こんな見出しの日経記事がTwitterでワイワイ騒がれていた。

賃金が少ないからだとか、政治が悪いとかいろいろ言われていて、それぞれそれなりに影響はあるのだろうけれど、肌感覚的にはなにか釈然としないものを感じる。

田舎から都会、低学歴から高学歴、低所得から高所得という様々な層を横から眺めてきて、子どものあるなしと、それらの属性が相関関係のあるように思えないのだ。どの層を切り取っても、子どものあるなしの比率はだいたい同じくらいに見える。

もっと踏み込むと、それぞれの属性が変化したくらいでは、子どもを産む産まないの選択に変化が生まれるとは思えない。例えば17歳で子どもを産んで高校を中退した久保田さんは、もっと頭が良かったら子どもを産むのを控えたかというとそんなことはなさそうな人柄だった。地元で郵便局員をやっている長野くんは、たとえ年収が1000万円になっても結婚するようなキャラクターじゃなかった。年収300万だとちょっと子どもはと思うけど、400万になったら産もうかなと思う人は現実にはいなくて、どんな条件でも子どもを産む人は産むし、産まない人は産まない。ただそれだけのことのように思う。

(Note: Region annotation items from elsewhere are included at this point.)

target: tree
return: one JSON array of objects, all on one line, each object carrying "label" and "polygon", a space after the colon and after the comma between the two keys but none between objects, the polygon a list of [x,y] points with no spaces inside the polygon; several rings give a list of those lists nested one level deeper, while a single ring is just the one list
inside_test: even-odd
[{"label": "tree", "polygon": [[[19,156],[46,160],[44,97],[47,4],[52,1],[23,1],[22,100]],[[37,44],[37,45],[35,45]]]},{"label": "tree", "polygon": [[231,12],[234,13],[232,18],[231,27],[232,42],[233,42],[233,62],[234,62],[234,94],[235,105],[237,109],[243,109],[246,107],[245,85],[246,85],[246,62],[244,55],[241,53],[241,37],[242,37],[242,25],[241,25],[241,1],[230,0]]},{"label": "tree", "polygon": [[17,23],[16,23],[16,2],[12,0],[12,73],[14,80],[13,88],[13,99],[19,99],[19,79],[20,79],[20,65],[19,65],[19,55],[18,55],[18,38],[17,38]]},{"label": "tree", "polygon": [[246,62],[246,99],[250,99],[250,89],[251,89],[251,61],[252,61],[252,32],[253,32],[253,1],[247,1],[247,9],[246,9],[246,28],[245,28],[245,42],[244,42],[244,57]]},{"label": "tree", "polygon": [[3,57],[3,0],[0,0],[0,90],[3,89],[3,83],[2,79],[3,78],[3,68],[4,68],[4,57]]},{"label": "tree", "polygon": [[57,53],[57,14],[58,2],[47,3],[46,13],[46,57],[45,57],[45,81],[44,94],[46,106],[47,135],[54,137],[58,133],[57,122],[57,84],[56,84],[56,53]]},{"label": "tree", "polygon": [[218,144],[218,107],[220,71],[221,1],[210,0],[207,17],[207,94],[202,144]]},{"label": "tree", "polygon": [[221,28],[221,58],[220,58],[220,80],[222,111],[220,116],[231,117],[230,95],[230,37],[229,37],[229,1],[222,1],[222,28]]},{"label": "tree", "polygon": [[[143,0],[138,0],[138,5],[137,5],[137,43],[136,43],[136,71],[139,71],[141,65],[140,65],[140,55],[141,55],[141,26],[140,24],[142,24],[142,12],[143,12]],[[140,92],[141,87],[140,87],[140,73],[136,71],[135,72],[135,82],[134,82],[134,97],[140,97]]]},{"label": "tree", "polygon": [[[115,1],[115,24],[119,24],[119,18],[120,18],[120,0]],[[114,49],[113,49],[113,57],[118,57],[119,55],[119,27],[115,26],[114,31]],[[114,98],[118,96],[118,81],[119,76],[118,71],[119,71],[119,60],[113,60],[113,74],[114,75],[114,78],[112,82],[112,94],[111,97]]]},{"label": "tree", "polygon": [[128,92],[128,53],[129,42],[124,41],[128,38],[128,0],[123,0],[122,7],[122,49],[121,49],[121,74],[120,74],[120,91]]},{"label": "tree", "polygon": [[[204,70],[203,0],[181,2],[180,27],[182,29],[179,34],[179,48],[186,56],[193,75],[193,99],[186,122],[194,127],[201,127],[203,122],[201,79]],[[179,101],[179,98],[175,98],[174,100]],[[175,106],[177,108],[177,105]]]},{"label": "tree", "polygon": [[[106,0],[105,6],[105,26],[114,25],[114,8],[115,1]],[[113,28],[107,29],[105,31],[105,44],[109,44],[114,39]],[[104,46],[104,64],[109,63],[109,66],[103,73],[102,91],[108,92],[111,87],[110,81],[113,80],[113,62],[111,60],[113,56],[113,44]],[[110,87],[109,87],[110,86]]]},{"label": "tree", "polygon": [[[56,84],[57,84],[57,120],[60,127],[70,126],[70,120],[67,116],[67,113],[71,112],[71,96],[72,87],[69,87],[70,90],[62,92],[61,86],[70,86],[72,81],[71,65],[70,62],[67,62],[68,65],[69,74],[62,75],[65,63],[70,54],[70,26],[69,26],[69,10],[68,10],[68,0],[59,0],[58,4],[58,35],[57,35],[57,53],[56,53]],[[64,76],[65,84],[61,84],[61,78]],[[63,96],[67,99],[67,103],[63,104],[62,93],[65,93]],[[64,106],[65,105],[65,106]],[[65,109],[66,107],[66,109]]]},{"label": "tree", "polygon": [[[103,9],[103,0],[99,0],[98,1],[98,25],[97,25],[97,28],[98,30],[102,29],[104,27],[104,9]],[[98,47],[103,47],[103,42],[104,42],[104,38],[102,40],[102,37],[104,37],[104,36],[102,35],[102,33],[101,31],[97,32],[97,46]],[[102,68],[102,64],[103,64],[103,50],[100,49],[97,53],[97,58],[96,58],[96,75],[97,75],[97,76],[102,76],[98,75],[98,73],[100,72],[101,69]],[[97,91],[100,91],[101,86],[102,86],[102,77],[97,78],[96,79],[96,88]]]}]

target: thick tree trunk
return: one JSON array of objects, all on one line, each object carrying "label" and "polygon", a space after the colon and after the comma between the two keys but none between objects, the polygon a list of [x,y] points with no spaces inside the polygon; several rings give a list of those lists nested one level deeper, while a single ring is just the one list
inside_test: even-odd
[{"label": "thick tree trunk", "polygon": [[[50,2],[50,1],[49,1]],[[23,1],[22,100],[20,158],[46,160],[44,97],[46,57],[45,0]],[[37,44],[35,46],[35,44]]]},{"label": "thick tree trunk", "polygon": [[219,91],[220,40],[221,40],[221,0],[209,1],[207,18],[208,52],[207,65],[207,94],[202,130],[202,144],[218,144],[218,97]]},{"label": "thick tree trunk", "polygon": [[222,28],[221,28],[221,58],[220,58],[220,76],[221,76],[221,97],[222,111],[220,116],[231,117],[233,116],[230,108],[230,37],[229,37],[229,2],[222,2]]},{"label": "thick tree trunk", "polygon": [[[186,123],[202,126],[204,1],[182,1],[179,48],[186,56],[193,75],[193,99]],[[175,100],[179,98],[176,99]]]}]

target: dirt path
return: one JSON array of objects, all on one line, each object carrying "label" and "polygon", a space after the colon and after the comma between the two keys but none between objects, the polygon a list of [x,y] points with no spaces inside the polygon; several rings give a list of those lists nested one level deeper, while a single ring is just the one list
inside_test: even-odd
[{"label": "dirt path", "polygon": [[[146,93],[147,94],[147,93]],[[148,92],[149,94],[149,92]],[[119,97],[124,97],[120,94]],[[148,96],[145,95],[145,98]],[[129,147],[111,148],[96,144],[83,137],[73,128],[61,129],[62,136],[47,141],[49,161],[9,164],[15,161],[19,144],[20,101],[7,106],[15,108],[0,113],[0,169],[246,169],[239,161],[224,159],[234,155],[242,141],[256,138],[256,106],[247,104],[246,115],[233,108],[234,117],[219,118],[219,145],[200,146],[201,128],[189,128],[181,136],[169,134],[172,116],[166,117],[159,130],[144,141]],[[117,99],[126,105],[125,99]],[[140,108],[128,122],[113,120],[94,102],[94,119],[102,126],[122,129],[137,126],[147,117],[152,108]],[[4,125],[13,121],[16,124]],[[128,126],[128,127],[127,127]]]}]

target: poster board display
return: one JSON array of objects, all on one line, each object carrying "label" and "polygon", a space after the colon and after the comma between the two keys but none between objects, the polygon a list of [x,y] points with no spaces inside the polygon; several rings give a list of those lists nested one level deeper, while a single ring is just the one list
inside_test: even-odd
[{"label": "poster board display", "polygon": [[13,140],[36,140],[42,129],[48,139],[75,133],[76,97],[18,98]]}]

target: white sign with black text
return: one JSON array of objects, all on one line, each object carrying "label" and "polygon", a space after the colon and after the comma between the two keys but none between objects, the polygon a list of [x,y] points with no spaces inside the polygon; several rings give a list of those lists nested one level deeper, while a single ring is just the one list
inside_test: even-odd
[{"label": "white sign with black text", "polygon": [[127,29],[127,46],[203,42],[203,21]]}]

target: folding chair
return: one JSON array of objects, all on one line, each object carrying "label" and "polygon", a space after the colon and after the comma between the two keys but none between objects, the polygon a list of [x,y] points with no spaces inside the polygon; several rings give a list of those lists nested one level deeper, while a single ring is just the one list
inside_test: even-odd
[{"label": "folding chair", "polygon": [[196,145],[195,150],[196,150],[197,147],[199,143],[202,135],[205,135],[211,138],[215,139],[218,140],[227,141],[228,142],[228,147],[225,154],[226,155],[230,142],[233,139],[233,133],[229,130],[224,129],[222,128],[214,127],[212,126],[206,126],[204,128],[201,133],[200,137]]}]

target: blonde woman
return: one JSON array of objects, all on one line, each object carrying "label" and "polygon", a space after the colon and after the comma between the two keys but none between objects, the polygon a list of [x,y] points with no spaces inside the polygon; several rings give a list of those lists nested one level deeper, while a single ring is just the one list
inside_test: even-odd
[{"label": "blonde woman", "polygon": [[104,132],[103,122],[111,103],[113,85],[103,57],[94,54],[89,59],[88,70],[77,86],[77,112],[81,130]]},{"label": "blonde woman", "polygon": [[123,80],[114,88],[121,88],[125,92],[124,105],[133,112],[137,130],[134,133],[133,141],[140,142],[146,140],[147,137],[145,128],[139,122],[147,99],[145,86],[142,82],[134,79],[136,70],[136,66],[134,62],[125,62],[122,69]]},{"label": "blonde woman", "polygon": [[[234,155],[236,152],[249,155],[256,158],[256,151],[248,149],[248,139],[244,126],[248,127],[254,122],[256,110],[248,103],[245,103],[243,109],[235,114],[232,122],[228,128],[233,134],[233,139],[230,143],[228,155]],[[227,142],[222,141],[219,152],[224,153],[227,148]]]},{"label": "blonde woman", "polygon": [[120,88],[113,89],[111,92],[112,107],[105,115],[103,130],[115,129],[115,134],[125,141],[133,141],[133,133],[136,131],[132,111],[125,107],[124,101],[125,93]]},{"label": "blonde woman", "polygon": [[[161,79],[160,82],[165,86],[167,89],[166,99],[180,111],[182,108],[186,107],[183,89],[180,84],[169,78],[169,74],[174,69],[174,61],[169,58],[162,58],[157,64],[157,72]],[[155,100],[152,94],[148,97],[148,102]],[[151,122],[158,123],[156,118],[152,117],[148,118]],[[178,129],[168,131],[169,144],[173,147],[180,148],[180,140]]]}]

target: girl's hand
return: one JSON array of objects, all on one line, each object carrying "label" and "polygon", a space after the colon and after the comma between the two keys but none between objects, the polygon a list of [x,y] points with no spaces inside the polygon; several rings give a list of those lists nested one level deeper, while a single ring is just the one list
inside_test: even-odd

受精可能な精子と卵子を保有しているかどうかとは別に、精神的に「種なし」「卵なし」な人が一定数いる。それは自然なことなのではないか。自分もあれこれ理由をつけて子どもを授かったが、今振り返ってみればただの「繁殖期」で、ホルモンに突き動かされて発情していただけだった。収入の多寡や知性の有無でどうこうできるもんじゃない。発情したものを止めるのも、発情しないものを無理やり焚きつけるのも、同様に無理筋である。

むしろ、かつてのお見合い結婚のような文化のほうが生物的には異常で、現代は文化などというあやふやなものに突き動かされず、自身の動物性の強弱に委ねられるようになったことを寿ぐべきではないだろうか。海外の生涯無子率との開きがあるとして、どっちが個人にとって望ましい環境なのかは軽々に決められない。あくまで国家にとって都合が悪い、ということしか言えない。

賃金は上げるべきだし、教育は無償化すべきだし、男は家事をすべきだし、女性は社会的地位を向上させるべきだ。けれど、それはあくまでそれ単体としてそうすることが善であると受け止められていいことのはずだ。それぞれのテーマは、子どもを増やすのに有効な可能性があるからする、という「手段」として扱われていいはずがない。上記テーマが「手段」に位置づけられることに甘んじていると、「賃金上げても、教育無償化しても、男性育休増やしても、女性活躍やっても、結局子ども生まれなかったから全部元に戻すね」と言われた時に、反論できない。そして私の仮説どおりならば、出生率は上がらない。

少子化という問題を絡めると自分の解決したい課題解決に説得力をもたせられるような気がして便利だ。けれど、長期的にみて首を絞めるだけなので、解決に時間がかかっても単品の課題として世に問うべきだと私は思う。